Тот, что помоложе, отвел глаза, и она буквально кожей почувствовала, как все повисло в воздухе, словно с ответом на этот вопрос перевернется страница, и с нею вся жизнь будет переписана заново, причем безвозвратно.
– Говори, не стесняйся, – сказал старший. – Здесь уже ходят всякие сплетни, так что и ее ушам их не миновать. В этом заведении ничего не утаить.
– Ну, что сказать, – вы сами определили свою судьбу, – со вздохом вымолвил молодой человек, тщательно взвешивая каждое слово. – Теперь настало время узнать, каковы последствия того, что вы натворили. В такой лошадиной дозе снотворное привело к коме, а длительное пребывание в коме, тем более в столь глубокой, представляет прямую угрозу сердечной деятельности, вплоть до ее прекращения. Вот вы и заработали некроз… Некроз желудочка…

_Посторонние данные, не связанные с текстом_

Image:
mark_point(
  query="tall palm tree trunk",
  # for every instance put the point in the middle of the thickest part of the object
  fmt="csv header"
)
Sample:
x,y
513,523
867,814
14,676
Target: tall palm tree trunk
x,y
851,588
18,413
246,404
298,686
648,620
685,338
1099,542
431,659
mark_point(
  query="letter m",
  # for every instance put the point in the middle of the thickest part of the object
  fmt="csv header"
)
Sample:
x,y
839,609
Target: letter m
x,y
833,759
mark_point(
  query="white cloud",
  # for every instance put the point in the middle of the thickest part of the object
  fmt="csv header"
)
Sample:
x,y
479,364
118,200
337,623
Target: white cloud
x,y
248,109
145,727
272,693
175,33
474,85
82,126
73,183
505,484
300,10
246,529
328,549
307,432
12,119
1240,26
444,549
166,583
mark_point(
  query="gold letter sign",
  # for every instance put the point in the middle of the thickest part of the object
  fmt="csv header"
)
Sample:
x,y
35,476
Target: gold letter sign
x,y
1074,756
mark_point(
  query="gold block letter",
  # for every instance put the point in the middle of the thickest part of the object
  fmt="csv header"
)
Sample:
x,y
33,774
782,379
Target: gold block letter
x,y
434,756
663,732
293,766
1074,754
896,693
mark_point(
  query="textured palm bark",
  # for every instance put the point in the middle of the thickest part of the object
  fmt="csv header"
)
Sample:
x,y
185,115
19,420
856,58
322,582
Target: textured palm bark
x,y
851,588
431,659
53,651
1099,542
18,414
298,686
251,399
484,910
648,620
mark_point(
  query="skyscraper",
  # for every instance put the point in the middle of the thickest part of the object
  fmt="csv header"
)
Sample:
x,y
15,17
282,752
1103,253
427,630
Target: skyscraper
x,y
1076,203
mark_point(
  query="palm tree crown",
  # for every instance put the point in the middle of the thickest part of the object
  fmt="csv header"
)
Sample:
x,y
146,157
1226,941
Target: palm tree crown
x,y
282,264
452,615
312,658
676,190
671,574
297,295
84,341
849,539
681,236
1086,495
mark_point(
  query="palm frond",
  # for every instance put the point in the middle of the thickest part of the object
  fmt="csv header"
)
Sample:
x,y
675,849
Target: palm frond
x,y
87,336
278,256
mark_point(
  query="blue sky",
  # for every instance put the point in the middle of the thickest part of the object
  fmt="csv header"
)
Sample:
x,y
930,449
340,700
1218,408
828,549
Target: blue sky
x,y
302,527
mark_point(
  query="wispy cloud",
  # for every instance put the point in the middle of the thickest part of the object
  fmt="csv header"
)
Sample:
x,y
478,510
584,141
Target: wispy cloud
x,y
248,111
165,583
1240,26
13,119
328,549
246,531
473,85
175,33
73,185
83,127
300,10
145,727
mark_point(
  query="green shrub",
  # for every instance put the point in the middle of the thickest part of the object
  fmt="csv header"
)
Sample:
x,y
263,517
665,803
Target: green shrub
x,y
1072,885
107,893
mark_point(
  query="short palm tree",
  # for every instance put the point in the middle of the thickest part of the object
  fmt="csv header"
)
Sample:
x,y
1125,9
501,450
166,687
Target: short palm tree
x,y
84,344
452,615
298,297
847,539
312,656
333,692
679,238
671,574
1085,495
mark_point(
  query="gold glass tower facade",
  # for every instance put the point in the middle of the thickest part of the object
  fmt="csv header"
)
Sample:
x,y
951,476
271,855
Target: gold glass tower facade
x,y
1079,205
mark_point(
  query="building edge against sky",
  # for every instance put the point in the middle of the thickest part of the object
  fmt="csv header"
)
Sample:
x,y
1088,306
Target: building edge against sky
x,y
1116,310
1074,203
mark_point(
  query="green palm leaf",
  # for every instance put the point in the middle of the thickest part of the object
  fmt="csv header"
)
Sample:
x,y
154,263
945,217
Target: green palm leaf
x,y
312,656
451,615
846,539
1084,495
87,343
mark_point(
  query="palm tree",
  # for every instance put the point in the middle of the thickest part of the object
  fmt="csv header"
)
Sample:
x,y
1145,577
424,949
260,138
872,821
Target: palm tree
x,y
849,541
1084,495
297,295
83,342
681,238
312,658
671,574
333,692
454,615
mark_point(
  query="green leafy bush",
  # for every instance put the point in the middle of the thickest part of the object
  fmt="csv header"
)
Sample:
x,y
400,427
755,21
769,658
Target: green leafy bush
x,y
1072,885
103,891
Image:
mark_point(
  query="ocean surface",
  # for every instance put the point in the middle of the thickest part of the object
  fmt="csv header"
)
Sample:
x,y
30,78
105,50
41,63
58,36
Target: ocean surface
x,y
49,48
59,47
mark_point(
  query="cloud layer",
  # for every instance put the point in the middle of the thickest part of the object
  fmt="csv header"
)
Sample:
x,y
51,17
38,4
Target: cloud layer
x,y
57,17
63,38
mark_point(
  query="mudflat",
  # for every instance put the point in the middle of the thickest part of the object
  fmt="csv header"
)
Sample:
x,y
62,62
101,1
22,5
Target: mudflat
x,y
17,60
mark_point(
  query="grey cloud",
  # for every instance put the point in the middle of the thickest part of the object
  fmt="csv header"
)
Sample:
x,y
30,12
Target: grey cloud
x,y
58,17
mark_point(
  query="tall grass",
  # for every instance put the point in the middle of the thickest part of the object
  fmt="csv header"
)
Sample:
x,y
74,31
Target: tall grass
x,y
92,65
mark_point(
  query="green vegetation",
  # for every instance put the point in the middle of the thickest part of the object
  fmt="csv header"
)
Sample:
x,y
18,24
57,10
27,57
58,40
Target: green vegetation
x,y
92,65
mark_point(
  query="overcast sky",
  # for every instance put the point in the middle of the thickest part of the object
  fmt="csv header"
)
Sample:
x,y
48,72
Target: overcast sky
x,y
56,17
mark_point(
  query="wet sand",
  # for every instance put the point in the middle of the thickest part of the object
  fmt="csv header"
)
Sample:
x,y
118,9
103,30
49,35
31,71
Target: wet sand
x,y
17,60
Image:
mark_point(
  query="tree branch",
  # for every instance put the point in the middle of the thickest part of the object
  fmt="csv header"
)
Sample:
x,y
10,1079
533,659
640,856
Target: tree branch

– Да ты без экивоков, – сказал старший. – Говори прямо.
– Словом, вашему сердцу нанесен непоправимый ущерб, а это означает… что оно скоро перестанет биться. Сердце остановится.
– И что это значит? – спросила она в испуге.
– Только одно: физическую смерть. Не знаю, каковы ваши религиозные убеждения, но…
– Сколько мне осталось жить? – перебила Вероника.
– Дней пять, от силы неделю.
За всей его отстраненностью, за всем напускным профессиональным сочувствием сквозило откровенное удовольствие, которое этот парень получал от собственных слов, словно оглашенный им приговор – примерное и вполне заслуженное наказание, чтоб впредь и прочим неповадно было.
За свою жизнь Вероника не раз имела случай убедиться, что многие люди о несчастьях других говорят так, будто всеми силами желали бы им помочь, тогда как на самом деле втайне испытывают некое злорадство, – ведь на фоне чужих страданий они чувствуют себя более счастливыми, не обделенными судьбой. Таких людей Вероника презирала, потому и сейчас не собиралась предоставлять этому юнцу возможность, изображая сострадание, самоутверждаться за ее счет.
Вероника пристально посмотрела на него. И улыбнулась.
– Значит, я все-таки добилась своего.
– Да, – прозвучало в ответ.
Но от его самодовольства, от упоения собой в роли принесшего трагические вести не осталось и следа.
Однако ночью пришел настоящий страх. Одно дело – быстрая смерть от таблеток, и совсем другое – ждать смерти почти неделю, когда и так уже совершенно истерзана тем, что довелось пережить.
* * *
Всю свою жизнь она прожила в постоянном ожидании чего-то: возвращения отца с работы, письма от любовника, которое все никак не приходит, выпускных экзаменов, поезда, автобуса, телефонного звонка, начала отпуска, конца отпуска. Теперь приходится ждать смерти, встреча с которой уже назначена.
Только со мной могло такое случиться. Обычно ведь умирают как раз в тот день, когда нет даже мысли о смерти.
Нужно выбраться отсюда. Нужно снова раздобыть таблетки, а если не получится и останется единственный выход – броситься с крыши, она пойдет и на это. Здесь уж не до родителей, не до их душевных терзаний, если выбора нет.
Она приподняла голову и огляделась. Все койки были заняты спящими, откуда-то доносился громкий храп. На окнах виднелись решетки. Отбрасывая причудливые тени по всей палате, в дальнем ее конце, у выхода, горел ночник, обеспечивавший неусыпный надзор за пациентами. У ночника женщина в белом халате читала книгу.
Какие культурные эти медсестры. Все время только и делают, что читают.
Веронике отвели место в самом дальнем углу: отсюда до медсестры, углубившейся в чтение, было десятка два коек. На то, чтобы подняться с постели, ушли все силы – ведь уже почти три недели, если верить словам врача, Вероника была лишена всякого движения.